A linear estimator for joint synchronization and localization in wireless sensor networks

In this paper, joint sensor synchronization and localization using time-of-arrival measurements is studied. In wireless sensor networks, the accuracy of the clock synchronization among nodes has a great impact on the performance of the localization using time-based ranging methods. The clocks of the anchor nodes are typically synchronized with each other, while those of the source nodes must be synchronized with the anchor nodes. Each source node has its own clock characterized by clock offset and clock skew. Synchronization is the process of determining these clock parameters for the source node, while localization is the process of estimating its location. Generally, the estimation problem is broken down into two subproblems, where the synchronization is first performed and then the source node is localized.
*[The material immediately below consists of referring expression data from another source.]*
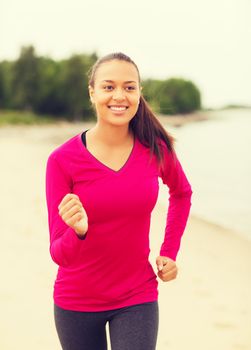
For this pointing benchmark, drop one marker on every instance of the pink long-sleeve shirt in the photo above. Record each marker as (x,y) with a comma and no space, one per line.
(110,268)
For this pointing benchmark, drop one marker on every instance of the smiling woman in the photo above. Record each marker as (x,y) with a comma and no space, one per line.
(101,187)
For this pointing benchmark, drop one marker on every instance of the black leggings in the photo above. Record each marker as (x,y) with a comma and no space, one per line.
(130,328)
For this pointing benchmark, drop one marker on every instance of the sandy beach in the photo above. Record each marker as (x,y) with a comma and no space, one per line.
(207,307)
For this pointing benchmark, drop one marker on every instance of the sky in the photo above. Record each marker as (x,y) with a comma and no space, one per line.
(206,41)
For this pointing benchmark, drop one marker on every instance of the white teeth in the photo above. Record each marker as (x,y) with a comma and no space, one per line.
(118,108)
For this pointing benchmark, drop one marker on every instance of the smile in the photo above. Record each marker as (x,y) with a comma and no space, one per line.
(118,108)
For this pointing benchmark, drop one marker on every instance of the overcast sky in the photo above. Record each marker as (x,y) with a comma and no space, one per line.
(207,41)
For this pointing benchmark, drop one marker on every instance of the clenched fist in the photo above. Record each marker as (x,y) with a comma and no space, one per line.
(73,213)
(167,268)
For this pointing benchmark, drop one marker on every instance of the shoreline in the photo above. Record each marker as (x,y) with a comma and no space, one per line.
(210,299)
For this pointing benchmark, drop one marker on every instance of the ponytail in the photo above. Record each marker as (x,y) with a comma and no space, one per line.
(148,129)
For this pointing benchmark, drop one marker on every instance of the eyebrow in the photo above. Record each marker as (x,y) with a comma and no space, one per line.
(126,82)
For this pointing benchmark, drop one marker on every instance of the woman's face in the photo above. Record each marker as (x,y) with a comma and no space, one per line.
(116,92)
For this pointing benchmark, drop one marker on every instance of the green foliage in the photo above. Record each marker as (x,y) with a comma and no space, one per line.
(19,117)
(60,88)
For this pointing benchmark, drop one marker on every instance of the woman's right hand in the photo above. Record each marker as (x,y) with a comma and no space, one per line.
(73,214)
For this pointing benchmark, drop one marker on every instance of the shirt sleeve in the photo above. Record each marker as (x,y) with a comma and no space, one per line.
(64,242)
(180,193)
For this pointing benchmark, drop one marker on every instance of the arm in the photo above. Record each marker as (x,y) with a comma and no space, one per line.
(64,242)
(180,193)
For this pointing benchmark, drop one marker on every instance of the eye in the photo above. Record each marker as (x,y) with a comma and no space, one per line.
(108,87)
(131,88)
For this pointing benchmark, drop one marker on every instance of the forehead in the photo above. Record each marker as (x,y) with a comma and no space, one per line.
(117,71)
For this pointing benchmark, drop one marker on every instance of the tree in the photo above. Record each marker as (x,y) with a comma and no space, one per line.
(75,86)
(26,79)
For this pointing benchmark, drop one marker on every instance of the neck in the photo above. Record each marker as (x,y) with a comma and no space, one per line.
(111,135)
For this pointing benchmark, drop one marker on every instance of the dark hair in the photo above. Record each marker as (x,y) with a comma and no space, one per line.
(145,125)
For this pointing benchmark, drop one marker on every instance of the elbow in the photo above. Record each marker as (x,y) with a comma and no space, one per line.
(57,258)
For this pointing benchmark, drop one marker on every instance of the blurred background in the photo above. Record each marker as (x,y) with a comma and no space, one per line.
(194,59)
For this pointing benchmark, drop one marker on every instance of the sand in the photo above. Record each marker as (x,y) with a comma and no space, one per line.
(208,306)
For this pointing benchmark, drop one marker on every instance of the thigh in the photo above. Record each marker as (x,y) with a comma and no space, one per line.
(135,327)
(80,330)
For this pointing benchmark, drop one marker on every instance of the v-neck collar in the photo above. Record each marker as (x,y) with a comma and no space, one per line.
(103,165)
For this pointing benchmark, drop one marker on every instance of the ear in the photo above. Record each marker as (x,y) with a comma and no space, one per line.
(91,93)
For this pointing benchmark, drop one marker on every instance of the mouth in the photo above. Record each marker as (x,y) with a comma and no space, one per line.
(118,108)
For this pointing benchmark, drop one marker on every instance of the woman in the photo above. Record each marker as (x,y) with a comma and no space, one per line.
(101,188)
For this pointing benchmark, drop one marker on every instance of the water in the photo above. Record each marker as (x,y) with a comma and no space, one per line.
(215,155)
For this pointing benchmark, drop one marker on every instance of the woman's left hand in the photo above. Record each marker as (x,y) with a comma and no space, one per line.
(167,269)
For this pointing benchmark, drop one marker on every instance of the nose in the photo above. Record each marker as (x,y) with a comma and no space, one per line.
(118,95)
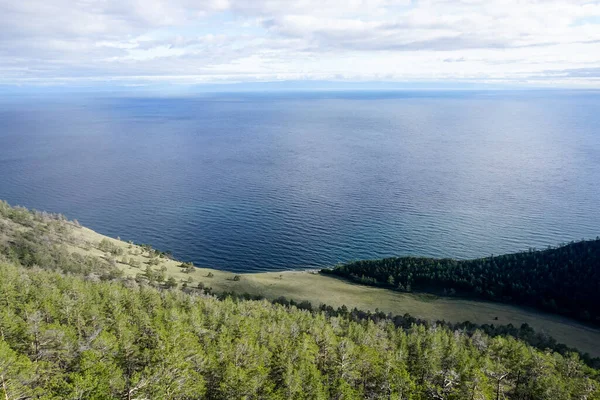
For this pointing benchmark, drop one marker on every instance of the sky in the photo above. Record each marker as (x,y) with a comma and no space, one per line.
(140,43)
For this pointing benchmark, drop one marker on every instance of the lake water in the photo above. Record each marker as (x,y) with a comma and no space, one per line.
(249,182)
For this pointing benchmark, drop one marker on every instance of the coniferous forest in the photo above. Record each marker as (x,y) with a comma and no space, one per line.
(73,327)
(66,337)
(564,280)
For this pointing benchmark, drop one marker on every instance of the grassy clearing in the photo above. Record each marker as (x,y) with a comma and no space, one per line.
(305,285)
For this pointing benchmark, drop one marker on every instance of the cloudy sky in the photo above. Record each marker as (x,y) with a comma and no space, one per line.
(182,42)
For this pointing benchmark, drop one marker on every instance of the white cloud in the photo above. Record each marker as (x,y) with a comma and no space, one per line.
(132,41)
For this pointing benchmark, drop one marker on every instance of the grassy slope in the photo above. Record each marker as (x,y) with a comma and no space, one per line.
(304,285)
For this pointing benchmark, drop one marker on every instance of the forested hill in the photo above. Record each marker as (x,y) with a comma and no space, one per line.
(70,337)
(565,280)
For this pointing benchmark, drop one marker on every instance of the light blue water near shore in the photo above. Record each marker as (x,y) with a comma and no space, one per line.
(249,182)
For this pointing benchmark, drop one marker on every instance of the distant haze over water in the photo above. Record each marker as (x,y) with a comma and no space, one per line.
(249,182)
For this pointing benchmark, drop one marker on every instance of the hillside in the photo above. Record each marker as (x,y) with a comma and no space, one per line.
(51,241)
(79,337)
(564,280)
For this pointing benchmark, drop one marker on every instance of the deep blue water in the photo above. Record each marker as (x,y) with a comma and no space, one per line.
(250,182)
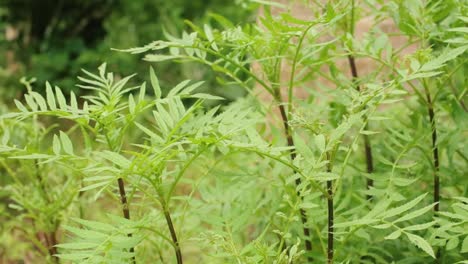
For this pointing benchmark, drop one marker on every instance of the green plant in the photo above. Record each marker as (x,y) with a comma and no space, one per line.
(279,181)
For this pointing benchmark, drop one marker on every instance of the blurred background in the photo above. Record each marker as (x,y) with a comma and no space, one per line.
(52,40)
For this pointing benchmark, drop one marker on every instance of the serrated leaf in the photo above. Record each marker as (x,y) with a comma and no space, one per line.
(320,142)
(464,248)
(420,226)
(421,243)
(115,158)
(60,98)
(77,245)
(94,225)
(308,205)
(415,214)
(155,83)
(368,132)
(56,145)
(66,143)
(131,104)
(405,207)
(93,186)
(452,243)
(206,96)
(396,234)
(32,156)
(50,97)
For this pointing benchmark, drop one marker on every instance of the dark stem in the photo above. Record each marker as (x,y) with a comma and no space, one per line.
(435,151)
(367,145)
(50,238)
(330,214)
(125,208)
(170,225)
(287,131)
(435,154)
(53,250)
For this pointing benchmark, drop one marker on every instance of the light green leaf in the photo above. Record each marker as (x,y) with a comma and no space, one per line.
(320,142)
(404,208)
(452,243)
(396,234)
(50,97)
(420,226)
(421,243)
(415,214)
(465,245)
(66,143)
(56,145)
(155,83)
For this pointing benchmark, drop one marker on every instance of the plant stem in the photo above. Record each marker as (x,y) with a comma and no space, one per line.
(290,140)
(367,145)
(435,150)
(354,73)
(170,225)
(125,209)
(330,214)
(435,156)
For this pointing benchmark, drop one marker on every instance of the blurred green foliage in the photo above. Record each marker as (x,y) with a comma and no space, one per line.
(54,39)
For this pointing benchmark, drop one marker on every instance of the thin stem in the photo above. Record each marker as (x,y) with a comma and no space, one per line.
(290,140)
(354,73)
(170,225)
(367,144)
(125,208)
(435,149)
(330,213)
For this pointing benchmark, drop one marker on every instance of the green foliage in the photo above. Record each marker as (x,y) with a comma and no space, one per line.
(238,182)
(63,37)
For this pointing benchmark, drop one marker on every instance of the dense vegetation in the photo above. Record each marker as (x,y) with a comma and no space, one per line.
(321,161)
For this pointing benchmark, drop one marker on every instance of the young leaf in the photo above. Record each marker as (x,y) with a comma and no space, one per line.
(155,83)
(396,234)
(421,243)
(66,143)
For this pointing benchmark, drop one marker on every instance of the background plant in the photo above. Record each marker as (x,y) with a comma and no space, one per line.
(279,181)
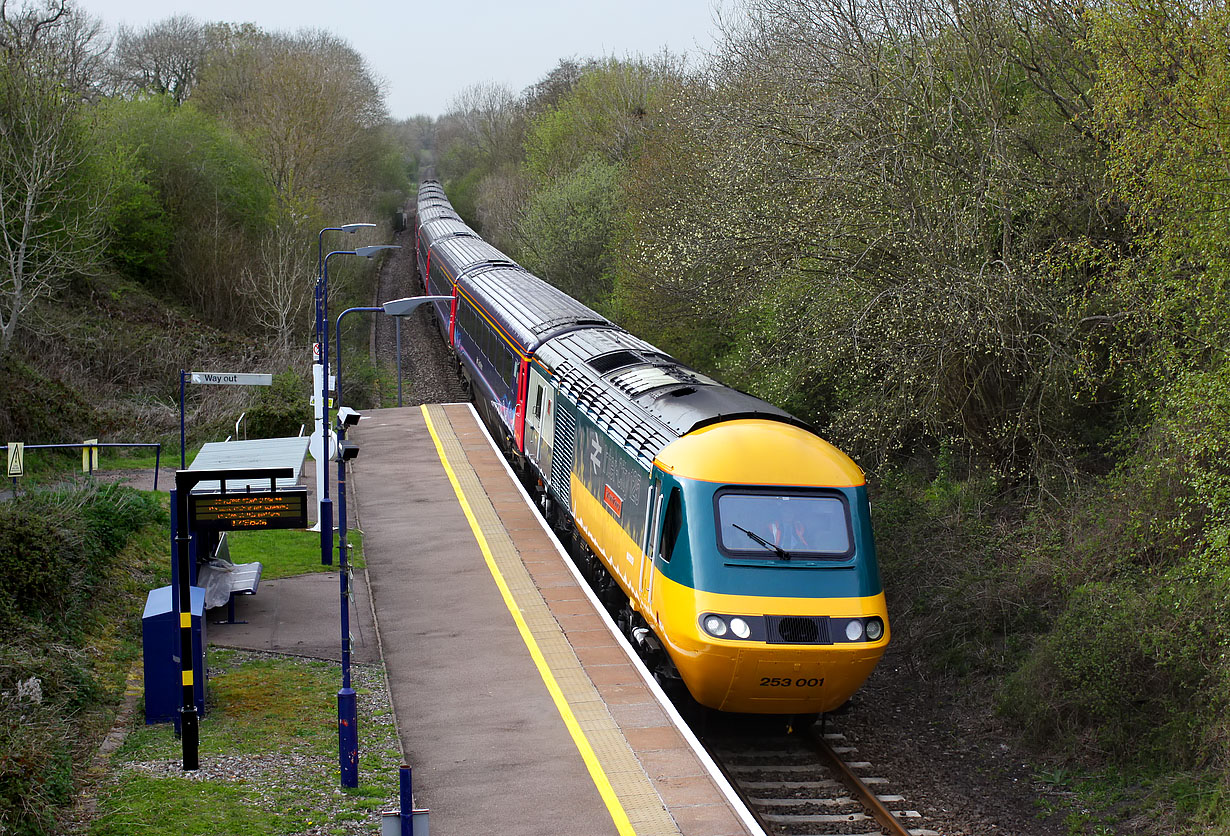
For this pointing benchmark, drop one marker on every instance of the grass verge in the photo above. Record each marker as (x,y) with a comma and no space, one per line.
(287,552)
(268,757)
However, in this paper, a joint synchronization and localization framework is considered and examined, as it is expected to provide better accuracy, especially in dynamic networks. The system model for joint synchronization and localization is first introduced. The maximum likelihood (ML) estimator is then derived which is shown to be highly nonlinear and nonconvex. The ML estimator does not have a closed-form solution and must be solved by computationally complex and iterative algorithms. A novel linear estimator is derived which has a closed-form solution with significantly lower complexity. The performance of the proposed linear estimator is evaluated through computer simulations. Results show that the proposed linear estimator outperforms the previously considered estimators, especially in low signal-to-noise ratios.